А может, мужики все-таки при ней? Один из них остановил прохожего и уточняет дорогу, а мерзлая девочка ждет.

Но нет же, — убеждаюсь я, еще раз присмотревшись: — они ей чужие, не оглядываются на нее, и она от них ничего не ждет. Тоскливо прищуренные девочкины глаза — вообще мимо людей.

И вот я уже почти пошла к ней...

И тут мужички-завхозы, видимо, что-то решили наконец, определились с дорогой и двинулись через сквер. И девочка потрусила следом за ними. Один из завхозов, вспомнив о ней, запоздало оглянулся, кивнул неохотно и как бы с гадливостью: мол, пошли. Но она уже и так шла, шагала, отрывисто семеня, вжав холодные плечи, а я, обернувшись, смотрела, как она идет колючей своей маленькой походкой, почти негнущимися ногами, а мужики впереди разговаривают между собой, и теперь стало видно, что вообще-то они эту девочку чувствуют при себе, но не с опекой чувствуют, а с досадой, как обузу, и один еще раз оглянулся, чтобы убедиться: идет, не потерялась, да и куда она денется!

Побегу сейчас, догоню, отберу, закричу, как смеют они так не жалеть этого чужого, казенно порученного им ребенка — видимо, повезли в детдом сдавать, а в деревне померла ее мать-одиночка.

Но пока я наполнялась решимостью, подошел автобус, и если я пропущу и этот — все, конец, ведь  а к а д е м и к  же, время у него  д о р о г о е, а я тут гоняюсь по улицам за завхозами, спасая сирот.

Да и замерзшая эта тоскливая девочка уже скрылась за спинами горожан в морозной мгле, и когда автобус наш уже поехал, вот тогда только решимость моя дошла до полного убеждения, и тут бы закричать, остановить автобус, выскочить, побежать, отнять!

Но лица у пассажиров такие сонно-спокойные, мой крик наделал бы переполоху в битком набитом автобусе — и все до единого обернулись бы ко мне, да и где уж теперь догонять — мы отъехали далеко.

Бросила девочку, бросила! — чуть не заплакала я.

Но ничего...

Академик оказался занят чем-то более интересным, чем я, и вместо себя прислал секретаршу — секретарша забрала у меня папку и спросила, не надо ли передать что-нибудь ему на словах.

Встреча с секретаршей заняла полторы минуты.

Вернулась в город, зашла в магазин за едой.
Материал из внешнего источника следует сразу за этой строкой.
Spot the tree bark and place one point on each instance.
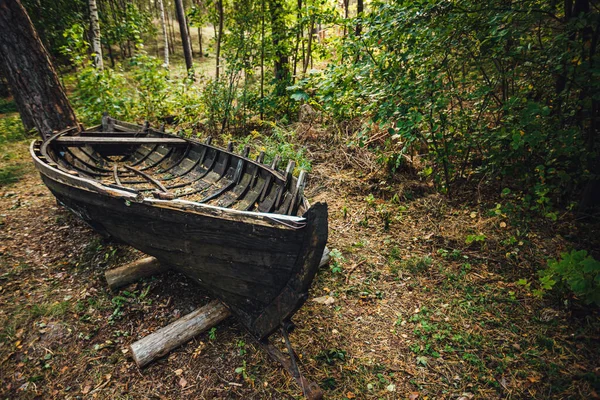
(164, 29)
(185, 39)
(279, 34)
(96, 44)
(26, 65)
(200, 41)
(360, 7)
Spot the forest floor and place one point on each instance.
(424, 301)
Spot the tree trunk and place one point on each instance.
(96, 45)
(164, 29)
(220, 33)
(171, 32)
(262, 56)
(307, 61)
(187, 31)
(279, 34)
(185, 39)
(200, 41)
(26, 65)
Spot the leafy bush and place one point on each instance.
(576, 271)
(469, 89)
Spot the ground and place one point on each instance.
(421, 300)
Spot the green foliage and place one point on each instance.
(10, 174)
(576, 271)
(331, 356)
(489, 89)
(11, 129)
(336, 261)
(212, 333)
(7, 106)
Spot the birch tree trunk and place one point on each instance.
(26, 65)
(164, 29)
(219, 4)
(185, 38)
(96, 45)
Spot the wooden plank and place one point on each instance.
(99, 140)
(147, 177)
(177, 333)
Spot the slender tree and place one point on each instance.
(360, 7)
(26, 65)
(185, 39)
(220, 13)
(96, 44)
(279, 38)
(163, 24)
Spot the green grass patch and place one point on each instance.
(11, 174)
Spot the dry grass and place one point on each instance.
(417, 310)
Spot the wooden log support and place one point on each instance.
(161, 342)
(131, 272)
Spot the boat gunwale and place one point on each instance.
(133, 195)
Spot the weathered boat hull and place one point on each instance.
(261, 266)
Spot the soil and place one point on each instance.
(425, 298)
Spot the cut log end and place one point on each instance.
(161, 342)
(133, 271)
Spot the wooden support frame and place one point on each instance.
(168, 338)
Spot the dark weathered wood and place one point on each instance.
(260, 264)
(161, 342)
(133, 271)
(32, 79)
(117, 141)
(147, 177)
(311, 390)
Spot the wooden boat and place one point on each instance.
(241, 229)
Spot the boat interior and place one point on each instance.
(153, 163)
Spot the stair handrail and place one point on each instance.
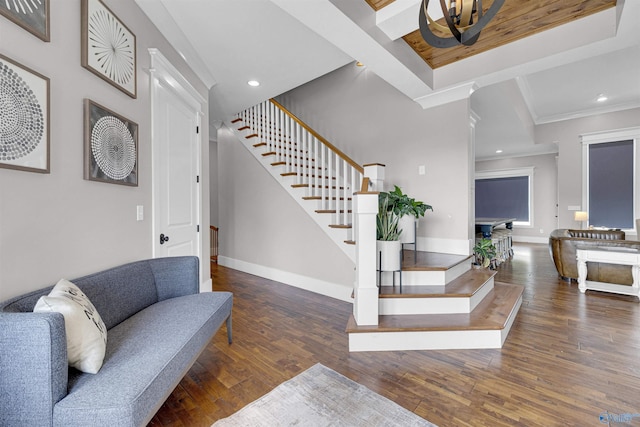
(318, 136)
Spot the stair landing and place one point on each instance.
(487, 326)
(461, 295)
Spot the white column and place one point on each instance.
(375, 173)
(365, 307)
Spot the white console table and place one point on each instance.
(609, 255)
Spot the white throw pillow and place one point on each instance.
(86, 333)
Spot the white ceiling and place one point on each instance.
(551, 76)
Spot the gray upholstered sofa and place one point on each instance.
(157, 325)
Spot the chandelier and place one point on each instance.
(465, 19)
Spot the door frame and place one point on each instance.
(163, 72)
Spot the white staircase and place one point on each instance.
(316, 174)
(443, 303)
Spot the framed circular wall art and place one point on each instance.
(110, 147)
(108, 47)
(32, 15)
(24, 118)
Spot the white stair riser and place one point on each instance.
(435, 305)
(427, 278)
(432, 340)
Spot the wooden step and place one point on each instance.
(464, 286)
(486, 327)
(326, 198)
(324, 211)
(273, 153)
(461, 295)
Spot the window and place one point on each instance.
(505, 194)
(610, 190)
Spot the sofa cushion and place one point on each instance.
(116, 295)
(146, 357)
(84, 329)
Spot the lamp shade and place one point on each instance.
(580, 216)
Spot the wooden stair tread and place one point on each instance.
(331, 211)
(492, 313)
(320, 198)
(430, 261)
(464, 286)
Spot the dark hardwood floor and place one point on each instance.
(569, 357)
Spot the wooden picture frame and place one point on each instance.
(33, 16)
(110, 146)
(108, 47)
(24, 118)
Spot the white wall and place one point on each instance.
(213, 182)
(60, 225)
(545, 178)
(374, 123)
(567, 134)
(265, 232)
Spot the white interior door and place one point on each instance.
(176, 164)
(177, 233)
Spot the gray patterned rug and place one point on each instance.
(322, 397)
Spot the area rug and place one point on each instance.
(322, 397)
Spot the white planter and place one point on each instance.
(390, 259)
(408, 224)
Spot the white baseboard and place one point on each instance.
(445, 246)
(530, 239)
(333, 290)
(206, 285)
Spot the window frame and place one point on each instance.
(602, 138)
(511, 173)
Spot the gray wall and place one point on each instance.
(60, 225)
(374, 123)
(262, 225)
(213, 183)
(545, 179)
(567, 133)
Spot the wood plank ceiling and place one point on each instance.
(515, 20)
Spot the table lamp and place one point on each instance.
(581, 217)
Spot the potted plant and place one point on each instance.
(408, 211)
(484, 251)
(387, 233)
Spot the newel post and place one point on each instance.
(365, 307)
(375, 173)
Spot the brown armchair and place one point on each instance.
(563, 244)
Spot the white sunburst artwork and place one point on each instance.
(108, 47)
(111, 146)
(32, 15)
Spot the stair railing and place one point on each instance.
(328, 174)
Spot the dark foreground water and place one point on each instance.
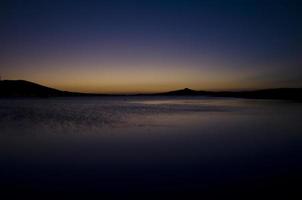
(147, 144)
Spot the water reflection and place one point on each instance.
(121, 144)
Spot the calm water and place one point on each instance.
(149, 144)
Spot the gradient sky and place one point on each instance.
(148, 46)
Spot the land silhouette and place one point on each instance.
(22, 88)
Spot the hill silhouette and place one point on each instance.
(22, 88)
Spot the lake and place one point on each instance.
(149, 144)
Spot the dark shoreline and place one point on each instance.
(21, 88)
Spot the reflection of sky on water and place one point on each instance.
(150, 141)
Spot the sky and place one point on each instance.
(120, 46)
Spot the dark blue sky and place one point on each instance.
(131, 46)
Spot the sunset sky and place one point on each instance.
(149, 46)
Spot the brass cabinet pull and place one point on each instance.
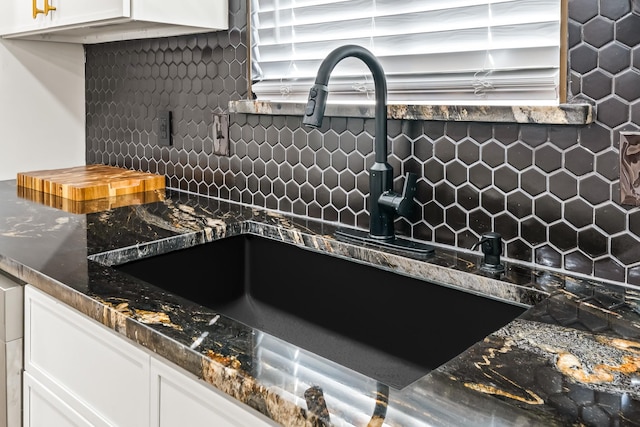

Стояла в очереди перед кассой, входили новые покупатели, одинаково озирались, одинаково искали на входе корзинку для продуктов, и выражение лиц было у всех одинаковое. И у меня такое же. Мы были все на одно лицо.

Дома опять вспомнила о девочке... Заревела в голос: зачем бросила ее!

Потом звонила: в детдом («У нас только до трех лет детки поступают»), в детскую комнату милиции («Нет, сегодня никого не приводили, позвоните в милицию: бывает, туда привозят детей, когда не знают, куда их определить»), в милицию. Нет, не было, нет, не поступала.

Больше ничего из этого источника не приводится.